Ameril Umbra Kato, a Muslim cleric, who organized the Bangsamoro Islamic Freedom Fighters (BIFF) to continue the armed struggle to set up an independent Islamic state, suffered a heart attack in his hideout in Maguindanao province.
“We have pictures of his burial,” General Gregorio Catapang said, confirming Kato’s death.
“He died of natural causes. Before this, he had a diabetic stroke that immobilized him.”
Abu Misri Mama, a spokesman for the BIFF, also confirmed the death of Kato after speaking with the Muslim rebel leader’s son, Omar, who is expected to takeover the leadership of the armed group of around 300 fighters active in central Mindanao.
Kato, a former field commander of the country’s largest Muslim rebel group, Moro Islamic Liberation Front, opposed the peace negotiations with the government after an ancestral land deal in 2008 was nullified by the Supreme Court.
The army and mainstream rebels said Kato’s death boded well for peace talks to end the conflict that has killed 120,000 people, displaced 2 million and stunted growth in the poor but resource-rich areas in the south.
The peace process stalled after the deadly clash that killed 44 police commandos, 17 rebels and four civilians on Jan. 25 as lawmakers suspended debates on a law to create a new autonomous Muslim area in the south.

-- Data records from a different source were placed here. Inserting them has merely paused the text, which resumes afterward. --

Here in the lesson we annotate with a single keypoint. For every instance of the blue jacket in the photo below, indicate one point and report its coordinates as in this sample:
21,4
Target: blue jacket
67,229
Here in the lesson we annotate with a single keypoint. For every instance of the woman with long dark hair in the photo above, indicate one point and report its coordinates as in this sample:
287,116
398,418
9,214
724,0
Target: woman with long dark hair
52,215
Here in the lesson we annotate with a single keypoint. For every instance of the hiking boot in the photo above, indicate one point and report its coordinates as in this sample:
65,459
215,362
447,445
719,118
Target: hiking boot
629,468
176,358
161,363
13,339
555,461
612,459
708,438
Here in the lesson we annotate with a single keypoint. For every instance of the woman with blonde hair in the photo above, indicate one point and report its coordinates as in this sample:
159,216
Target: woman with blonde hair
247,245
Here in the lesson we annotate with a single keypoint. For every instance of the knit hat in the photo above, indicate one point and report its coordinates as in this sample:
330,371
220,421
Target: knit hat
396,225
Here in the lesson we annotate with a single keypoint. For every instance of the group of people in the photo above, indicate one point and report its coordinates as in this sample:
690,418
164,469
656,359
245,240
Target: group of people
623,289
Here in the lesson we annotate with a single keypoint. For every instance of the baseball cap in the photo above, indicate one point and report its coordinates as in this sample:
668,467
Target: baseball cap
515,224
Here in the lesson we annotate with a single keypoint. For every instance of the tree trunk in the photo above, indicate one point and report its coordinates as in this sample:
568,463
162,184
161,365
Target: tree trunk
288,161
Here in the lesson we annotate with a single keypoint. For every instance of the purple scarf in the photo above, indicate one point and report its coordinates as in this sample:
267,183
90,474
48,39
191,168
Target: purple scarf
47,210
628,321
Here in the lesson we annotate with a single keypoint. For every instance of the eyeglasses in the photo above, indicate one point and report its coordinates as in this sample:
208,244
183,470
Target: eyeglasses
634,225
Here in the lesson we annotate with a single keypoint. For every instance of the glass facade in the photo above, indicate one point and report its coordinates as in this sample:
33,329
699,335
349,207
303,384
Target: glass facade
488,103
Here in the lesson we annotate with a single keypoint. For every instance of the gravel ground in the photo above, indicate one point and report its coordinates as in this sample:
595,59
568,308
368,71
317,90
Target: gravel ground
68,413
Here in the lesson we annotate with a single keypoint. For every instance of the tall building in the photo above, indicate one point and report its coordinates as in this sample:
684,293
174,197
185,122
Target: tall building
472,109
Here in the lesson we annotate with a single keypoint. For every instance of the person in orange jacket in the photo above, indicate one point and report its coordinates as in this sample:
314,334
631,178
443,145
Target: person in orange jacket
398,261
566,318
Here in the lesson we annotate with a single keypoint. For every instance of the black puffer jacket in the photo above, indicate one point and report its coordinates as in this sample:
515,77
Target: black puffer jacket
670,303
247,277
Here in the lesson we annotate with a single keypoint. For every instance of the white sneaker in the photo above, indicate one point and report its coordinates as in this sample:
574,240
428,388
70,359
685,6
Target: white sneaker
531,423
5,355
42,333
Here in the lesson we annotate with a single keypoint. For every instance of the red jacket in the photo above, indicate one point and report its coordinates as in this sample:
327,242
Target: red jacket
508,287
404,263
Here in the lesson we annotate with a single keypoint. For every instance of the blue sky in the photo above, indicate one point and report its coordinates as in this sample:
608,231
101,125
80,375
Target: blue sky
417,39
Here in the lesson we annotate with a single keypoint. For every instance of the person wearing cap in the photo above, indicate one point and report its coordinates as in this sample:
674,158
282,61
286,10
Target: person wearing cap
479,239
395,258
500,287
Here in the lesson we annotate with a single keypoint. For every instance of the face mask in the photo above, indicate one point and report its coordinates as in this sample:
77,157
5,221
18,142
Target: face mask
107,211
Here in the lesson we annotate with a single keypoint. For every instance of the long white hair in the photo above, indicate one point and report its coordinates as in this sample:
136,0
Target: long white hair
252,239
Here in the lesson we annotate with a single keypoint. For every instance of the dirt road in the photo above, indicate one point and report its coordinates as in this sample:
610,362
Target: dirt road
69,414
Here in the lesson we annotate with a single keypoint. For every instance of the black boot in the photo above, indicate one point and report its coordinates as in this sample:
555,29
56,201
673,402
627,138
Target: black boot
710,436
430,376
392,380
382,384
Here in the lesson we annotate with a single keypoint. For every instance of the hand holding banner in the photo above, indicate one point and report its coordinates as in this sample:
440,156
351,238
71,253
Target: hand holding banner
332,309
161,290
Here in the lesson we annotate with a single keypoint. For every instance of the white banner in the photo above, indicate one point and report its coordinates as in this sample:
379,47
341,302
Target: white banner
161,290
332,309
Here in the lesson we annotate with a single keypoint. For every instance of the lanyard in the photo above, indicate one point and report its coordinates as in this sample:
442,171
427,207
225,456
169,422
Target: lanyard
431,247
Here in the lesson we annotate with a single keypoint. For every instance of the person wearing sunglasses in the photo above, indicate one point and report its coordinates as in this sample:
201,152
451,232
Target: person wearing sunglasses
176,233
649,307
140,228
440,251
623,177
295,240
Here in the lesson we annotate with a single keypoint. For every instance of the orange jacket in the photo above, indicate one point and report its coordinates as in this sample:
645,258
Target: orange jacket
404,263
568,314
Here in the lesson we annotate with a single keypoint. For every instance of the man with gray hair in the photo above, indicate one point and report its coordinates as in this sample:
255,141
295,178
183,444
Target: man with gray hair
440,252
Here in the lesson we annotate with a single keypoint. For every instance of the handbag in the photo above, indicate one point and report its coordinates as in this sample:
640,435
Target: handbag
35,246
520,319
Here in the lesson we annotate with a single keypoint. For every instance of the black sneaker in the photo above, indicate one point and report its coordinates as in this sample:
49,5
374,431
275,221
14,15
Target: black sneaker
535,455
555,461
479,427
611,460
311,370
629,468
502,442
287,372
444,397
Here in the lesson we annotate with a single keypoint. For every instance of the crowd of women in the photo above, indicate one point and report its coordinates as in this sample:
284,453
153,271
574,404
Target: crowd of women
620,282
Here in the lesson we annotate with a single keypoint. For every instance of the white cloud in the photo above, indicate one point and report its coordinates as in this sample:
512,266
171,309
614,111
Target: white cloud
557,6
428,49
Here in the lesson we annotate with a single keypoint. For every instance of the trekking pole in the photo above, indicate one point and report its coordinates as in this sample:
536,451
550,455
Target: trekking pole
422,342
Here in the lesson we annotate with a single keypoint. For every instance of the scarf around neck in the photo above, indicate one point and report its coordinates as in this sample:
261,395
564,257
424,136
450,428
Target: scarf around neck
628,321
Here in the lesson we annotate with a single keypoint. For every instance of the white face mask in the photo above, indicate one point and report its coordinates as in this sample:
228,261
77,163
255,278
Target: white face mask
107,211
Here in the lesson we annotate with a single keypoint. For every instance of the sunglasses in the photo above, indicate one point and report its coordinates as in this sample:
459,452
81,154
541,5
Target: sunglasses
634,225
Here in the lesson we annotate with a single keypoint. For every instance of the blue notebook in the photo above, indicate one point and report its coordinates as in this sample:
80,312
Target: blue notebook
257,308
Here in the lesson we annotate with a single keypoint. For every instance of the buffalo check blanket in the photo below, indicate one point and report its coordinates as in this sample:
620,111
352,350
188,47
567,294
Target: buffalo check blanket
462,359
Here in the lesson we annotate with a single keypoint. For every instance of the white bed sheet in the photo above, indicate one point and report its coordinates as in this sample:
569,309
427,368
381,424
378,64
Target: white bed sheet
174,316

BIFF fighters were involved in firefight.
“This will help the peace process because we all know his group is a peace spoiler,” Catapang told a television interview.
Mohagher Iqbal, MILF chief peace negotiator, said they will welcome back Kato’s followers to their group if they wish to rejoin. “We will not accept those who had committed crimes, like bombings and extortion,” he said.
But, a former police general and terrorism expert Rodolfo Mendoza said BIFF remained a dangerous group and capable of bomb attacks and attacks targeting Christian communities in the south.
“Kato’s death will surely have an effect, but the problem will not go away,” he said. “You can take out the leader, but like any other terrorist organization, the leader can be replaced.”